Stap 2. Informeren van de medewerker
De taak of situatie die je delegeert, moet goed uitgelegd worden aan de medewerker. Vertel waarom je delegeert. Geef eerst een totaalbeeld van de taak of situatie en leg daarna stapsgewijs uit wat er gedaan moet worden. Zorg ervoor dat je duidelijk en concreet bent, vermeld welke bevoegdheden en verantwoordelijkheden de medewerker krijgt en motiveer de medewerker voor de taak. Maak afspraken over de begeleiding, controle en evaluatie.

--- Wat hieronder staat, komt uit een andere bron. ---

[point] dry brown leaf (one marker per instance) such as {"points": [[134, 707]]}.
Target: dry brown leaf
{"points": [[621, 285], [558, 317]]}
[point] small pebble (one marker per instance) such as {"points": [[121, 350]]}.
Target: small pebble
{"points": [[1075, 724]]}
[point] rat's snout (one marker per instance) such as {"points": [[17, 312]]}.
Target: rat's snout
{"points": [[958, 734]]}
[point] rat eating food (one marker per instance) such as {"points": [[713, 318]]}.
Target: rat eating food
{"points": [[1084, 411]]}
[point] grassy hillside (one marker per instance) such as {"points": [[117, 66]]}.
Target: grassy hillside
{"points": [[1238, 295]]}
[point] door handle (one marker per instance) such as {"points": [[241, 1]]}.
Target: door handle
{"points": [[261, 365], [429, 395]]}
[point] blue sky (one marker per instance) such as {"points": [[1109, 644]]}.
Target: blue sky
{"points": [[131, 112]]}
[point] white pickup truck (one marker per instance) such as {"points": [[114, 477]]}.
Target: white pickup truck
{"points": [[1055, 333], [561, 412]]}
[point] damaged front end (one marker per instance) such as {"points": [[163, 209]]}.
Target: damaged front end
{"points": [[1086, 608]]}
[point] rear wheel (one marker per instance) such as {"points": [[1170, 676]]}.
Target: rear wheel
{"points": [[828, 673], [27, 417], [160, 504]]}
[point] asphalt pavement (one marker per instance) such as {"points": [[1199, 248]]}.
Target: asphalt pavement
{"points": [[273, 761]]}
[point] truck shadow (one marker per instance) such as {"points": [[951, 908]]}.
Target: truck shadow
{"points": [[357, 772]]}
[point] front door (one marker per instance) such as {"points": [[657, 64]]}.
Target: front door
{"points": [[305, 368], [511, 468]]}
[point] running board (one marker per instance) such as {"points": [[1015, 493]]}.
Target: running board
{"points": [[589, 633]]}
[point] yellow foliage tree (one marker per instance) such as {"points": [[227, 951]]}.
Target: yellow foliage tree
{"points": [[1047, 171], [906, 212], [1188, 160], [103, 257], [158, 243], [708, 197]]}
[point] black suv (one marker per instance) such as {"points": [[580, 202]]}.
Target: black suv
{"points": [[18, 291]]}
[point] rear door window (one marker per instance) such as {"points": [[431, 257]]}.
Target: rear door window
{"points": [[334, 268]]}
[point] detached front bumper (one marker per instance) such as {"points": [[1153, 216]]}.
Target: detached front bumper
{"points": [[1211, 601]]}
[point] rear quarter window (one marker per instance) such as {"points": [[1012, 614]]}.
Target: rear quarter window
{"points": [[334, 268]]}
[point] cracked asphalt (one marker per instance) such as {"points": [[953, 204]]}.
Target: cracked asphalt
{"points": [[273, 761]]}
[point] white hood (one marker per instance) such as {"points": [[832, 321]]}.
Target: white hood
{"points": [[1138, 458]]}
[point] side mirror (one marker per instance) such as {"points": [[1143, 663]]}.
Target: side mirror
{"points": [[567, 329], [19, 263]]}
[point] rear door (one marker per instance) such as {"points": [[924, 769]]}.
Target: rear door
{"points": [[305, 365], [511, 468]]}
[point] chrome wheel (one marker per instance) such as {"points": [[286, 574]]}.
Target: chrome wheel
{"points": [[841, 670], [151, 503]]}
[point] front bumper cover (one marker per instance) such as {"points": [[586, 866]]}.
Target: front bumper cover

Stap 3. In de gaten houden van de uitvoering
In stap 2 heb je afspraken gemaakt over de begeleiding, controle en evaluatie. In stap 3 ga je deze afspraken uitvoeren. Stimuleer en ondersteun de medewerker door bijvoorbeeld regelmatig begeleidingsgesprekken met hem te voeren, waarbij je suggesties geeft om de taak beter uit te voeren. Houd ook in de gaten of de medewerker genoeg tijd heeft om de extra taak uit te voeren.
Tips bij het delegeren
Zoals eerder gezegd, vinden veel leidinggevenden het moeilijk om taken uit handen te geven en er op te vertrouwen dat de ander de taak goed zal uitvoeren. Bij het delegeren kunnen de volgende valkuilen zich voordoen:
- Wel de taak delegeren, maar niet de bijbehorende bevoegdheden en verantwoordelijkheden. De medewerker kan de taak onmogelijk goed uitvoeren wanneer hij de benodigde bevoegdheden en verantwoordelijkheden niet krijgt. Hij moet niet voor alles toestemming hoeven te vragen, want dat werkt frustrerend en inefficiënt.
- Steeds aan dezelfde personen delegeren. Als je steeds aan dezelfde personen delegeert, frustreert dit de andere medewerkers. Je zult ook anderen de kans moeten geven om te laten zien wat zij kunnen.
- Bij problemen de taak meteen overnemen. Als een medewerker een nieuwe taak moet leren, moet hij de kans krijgen om zich in te werken op deze taak. Daarbij moet je fouten mogen maken. Wanneer bij de eerste de beste fout de taak weer teruggenomen wordt, leert de medewerker niet van zijn fouten. Bovendien werkt het niet motiverend.
- Stiekem controleren. Het is niet eerlijk ten opzichte van de medewerker om het werk stiekem te controleren. Als je taken delegeert, moet je vertrouwen hebben in de kwaliteiten van de medewerker. Controle vindt altijd plaats op afgesproken momenten.